Patience means you are free from the burden of fear or worry about the future.
Patience means you can live in the moment, you can live for today.
Patience means you can be hopeful even in uncertainty.
Patience means you can embrace the adventure that life is.
Patience allows you to love mystery and live fully: you don’t know, you’re not “there” yet, and that’s okay.

Life, in a very real way, is waiting for one thing or another. But that doesn’t mean you can’t enjoy it. You can love the wait!

Theoretically, patience sounds like a good thing. But how do you live it? Most of us are familiar with the concept of patience but don’t actually know how to be more patient.

Like any good thing, it takes practice.

. . . Bet you didn’t see that one coming.

JK, you probably did . . . #predictable

Here are some ways I practice patience:

Still mornings

Getting up early and taking time to read, pray, and reflect has helped me immensely. I can carry that stillness with me into the rest of my day, even when the hours seem to be crawling by.

Painting my nails

When I manage to wait long enough for them to dry completely, I am giddy from the small victory.

Running

I want to have it done already, but I strive to pay attention to the pretty leaves, the music I’m listening to, or my breathing, instead of how much I want the run to be over. (Walks work for this, too.)

Fasting

It’s a great discipline that feeds into every area of your life. Giving up solid foods every once in a while has taught me a lot about the strength that lies in denying yourself something you really want right now.

Putting off purchases

There are so many things I want. Blankets, wall decorations, frames, clothes, shoes . . . I limit myself to only a couple of these types of “miscellaneous” purchases each month. Holding off buying that really cute or cozy or impractical [fill in the blank] can be frustrating, but it’s definitely easier on my wallet. And ultimately, I know I can live without it (at least until next month).

Reading

When I first started to read more frequently, my inclination was to get frustrated with how long it takes me to get through one book. As I continue to persevere, I’m learning to be okay with the fact that Gone with the Wind is most likely going to take me until Christmas to finish. And I will love every second of it.

Mindfulness

I aim to do one mindfulness meditation each day (hopefully that will increase eventually). Sitting still trying to think of nothing for ten minutes is possibly one of the most difficult things I’ll ever do, but it is essential to the art of being present. If you’re not sure where to start, you can use this resource to begin learning how to practice mindfulness.


Here’s the thing, I don’t want to wait my life away. I don’t want to spend my days just trying to make it to 5:00 p.m. I don’t want to spend my weeks daydreaming about the weekend. I don’t want to wish away my single life. I don’t want to hate my commute or stare at my phone hoping for a response. I want to live now.

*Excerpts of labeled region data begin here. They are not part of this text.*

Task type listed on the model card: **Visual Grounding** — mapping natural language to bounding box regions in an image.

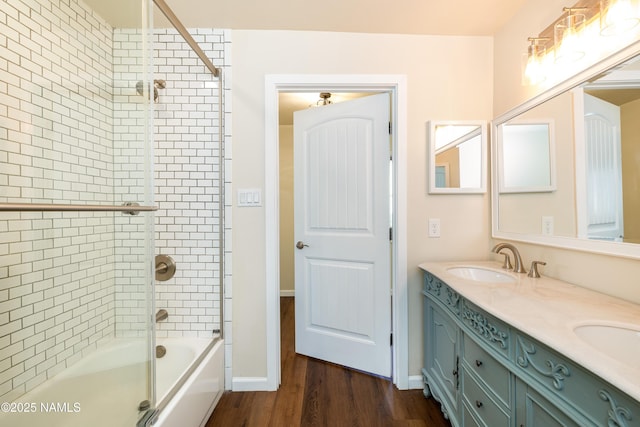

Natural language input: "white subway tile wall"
[154,29,228,338]
[0,0,122,400]
[0,0,231,400]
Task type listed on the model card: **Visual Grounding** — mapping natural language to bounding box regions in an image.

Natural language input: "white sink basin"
[447,266,517,283]
[573,323,640,368]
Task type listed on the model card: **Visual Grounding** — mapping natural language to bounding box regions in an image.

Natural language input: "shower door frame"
[264,74,410,390]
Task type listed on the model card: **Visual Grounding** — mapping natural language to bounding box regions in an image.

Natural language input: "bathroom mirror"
[498,118,556,193]
[427,120,487,194]
[492,46,640,259]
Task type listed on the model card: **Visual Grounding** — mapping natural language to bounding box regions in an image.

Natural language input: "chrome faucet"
[491,243,527,273]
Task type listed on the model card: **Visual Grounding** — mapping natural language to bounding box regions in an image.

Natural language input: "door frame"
[264,74,409,390]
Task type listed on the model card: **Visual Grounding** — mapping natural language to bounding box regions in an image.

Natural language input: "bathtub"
[0,338,224,427]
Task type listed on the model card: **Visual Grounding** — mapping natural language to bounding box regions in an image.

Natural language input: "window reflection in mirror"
[429,121,487,193]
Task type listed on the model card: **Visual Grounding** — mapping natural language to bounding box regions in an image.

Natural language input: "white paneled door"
[582,93,624,241]
[292,93,391,377]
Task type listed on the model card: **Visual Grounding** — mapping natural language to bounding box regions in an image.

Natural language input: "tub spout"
[156,308,169,323]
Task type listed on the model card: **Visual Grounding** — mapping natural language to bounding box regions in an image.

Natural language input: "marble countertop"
[419,261,640,401]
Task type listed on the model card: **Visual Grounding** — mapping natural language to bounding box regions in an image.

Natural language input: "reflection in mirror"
[498,119,555,193]
[493,51,640,258]
[428,121,487,193]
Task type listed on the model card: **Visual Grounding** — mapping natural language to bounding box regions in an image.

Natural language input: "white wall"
[493,0,640,303]
[232,31,493,378]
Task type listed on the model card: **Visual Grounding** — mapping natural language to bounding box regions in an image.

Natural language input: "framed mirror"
[427,120,487,194]
[492,44,640,259]
[498,118,556,193]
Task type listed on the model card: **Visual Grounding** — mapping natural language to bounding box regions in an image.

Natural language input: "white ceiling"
[85,0,526,36]
[84,0,527,124]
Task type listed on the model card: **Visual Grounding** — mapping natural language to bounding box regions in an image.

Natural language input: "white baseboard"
[409,375,424,390]
[231,377,274,391]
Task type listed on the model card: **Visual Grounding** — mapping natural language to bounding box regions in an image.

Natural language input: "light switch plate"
[429,218,440,237]
[236,188,262,207]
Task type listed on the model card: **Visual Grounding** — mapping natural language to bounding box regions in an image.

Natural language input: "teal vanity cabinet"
[424,290,460,425]
[422,271,640,427]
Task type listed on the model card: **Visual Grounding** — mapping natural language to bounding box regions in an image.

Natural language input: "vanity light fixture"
[316,92,332,105]
[521,0,640,86]
[524,37,549,85]
[600,0,640,36]
[553,7,587,63]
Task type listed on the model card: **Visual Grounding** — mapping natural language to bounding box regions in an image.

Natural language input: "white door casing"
[292,93,391,377]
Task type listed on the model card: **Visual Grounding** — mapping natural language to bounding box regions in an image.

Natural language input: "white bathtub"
[0,338,224,427]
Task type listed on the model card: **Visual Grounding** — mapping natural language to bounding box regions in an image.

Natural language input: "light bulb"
[600,0,640,36]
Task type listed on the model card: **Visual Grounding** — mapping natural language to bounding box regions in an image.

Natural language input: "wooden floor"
[206,297,450,427]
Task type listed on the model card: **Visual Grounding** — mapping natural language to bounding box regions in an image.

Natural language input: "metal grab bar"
[0,203,158,215]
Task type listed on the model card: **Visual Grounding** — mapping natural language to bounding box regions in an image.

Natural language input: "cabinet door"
[424,297,460,426]
[516,379,580,427]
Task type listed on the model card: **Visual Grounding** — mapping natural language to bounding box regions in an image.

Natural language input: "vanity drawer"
[462,368,510,427]
[515,334,640,427]
[460,300,511,360]
[422,272,462,317]
[462,334,512,408]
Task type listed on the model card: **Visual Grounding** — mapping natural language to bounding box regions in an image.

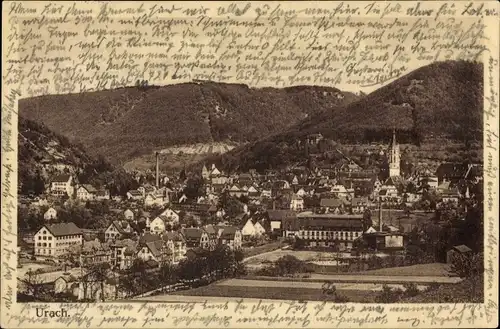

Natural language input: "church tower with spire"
[389,130,401,177]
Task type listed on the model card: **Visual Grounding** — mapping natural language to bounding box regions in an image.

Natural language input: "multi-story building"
[282,211,363,249]
[34,223,83,257]
[76,184,97,201]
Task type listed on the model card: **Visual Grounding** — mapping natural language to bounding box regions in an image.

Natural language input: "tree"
[158,263,178,284]
[450,252,484,299]
[375,284,402,303]
[20,269,50,301]
[119,258,155,295]
[81,263,111,302]
[363,209,373,232]
[274,255,305,276]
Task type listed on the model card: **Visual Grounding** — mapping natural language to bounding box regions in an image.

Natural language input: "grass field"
[168,284,378,303]
[245,250,350,265]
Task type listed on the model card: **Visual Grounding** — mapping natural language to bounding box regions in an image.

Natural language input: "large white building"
[34,223,83,257]
[282,211,363,249]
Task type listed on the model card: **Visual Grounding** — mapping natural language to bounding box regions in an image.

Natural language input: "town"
[18,130,483,301]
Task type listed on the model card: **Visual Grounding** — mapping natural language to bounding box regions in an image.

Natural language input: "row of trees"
[19,246,246,301]
[118,245,246,296]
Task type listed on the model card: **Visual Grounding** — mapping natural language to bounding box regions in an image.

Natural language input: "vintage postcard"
[1,1,500,328]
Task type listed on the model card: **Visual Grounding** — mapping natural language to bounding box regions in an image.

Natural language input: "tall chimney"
[378,197,382,232]
[156,152,160,188]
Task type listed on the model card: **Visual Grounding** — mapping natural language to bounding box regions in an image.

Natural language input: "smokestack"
[378,197,382,232]
[156,152,160,188]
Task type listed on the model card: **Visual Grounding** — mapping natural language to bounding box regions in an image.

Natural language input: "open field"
[349,263,450,277]
[162,284,378,303]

I want to live patiently, savoring every second.

Those four months were dreadful. My career and relationship were hanging in the balance and there was nothing I could do . . . except wait.

And wait I did. And I’m still waiting. Because even though I eventually lost the boy and got the job, the wait isn’t over.

Those four months taught me that life, in a very real way, is waiting for one thing or another. But that doesn’t mean I can’t enjoy it. I can love the wait.

I’m waiting for 5:00 p.m., I’m waiting for Friday, I’m waiting to go home and see my family again, I’m waiting to meet someone . . .

Waiting doesn’t mean worrying. As much as I can, I want to be #carefree—and patience is helping me get there, one moment at a time.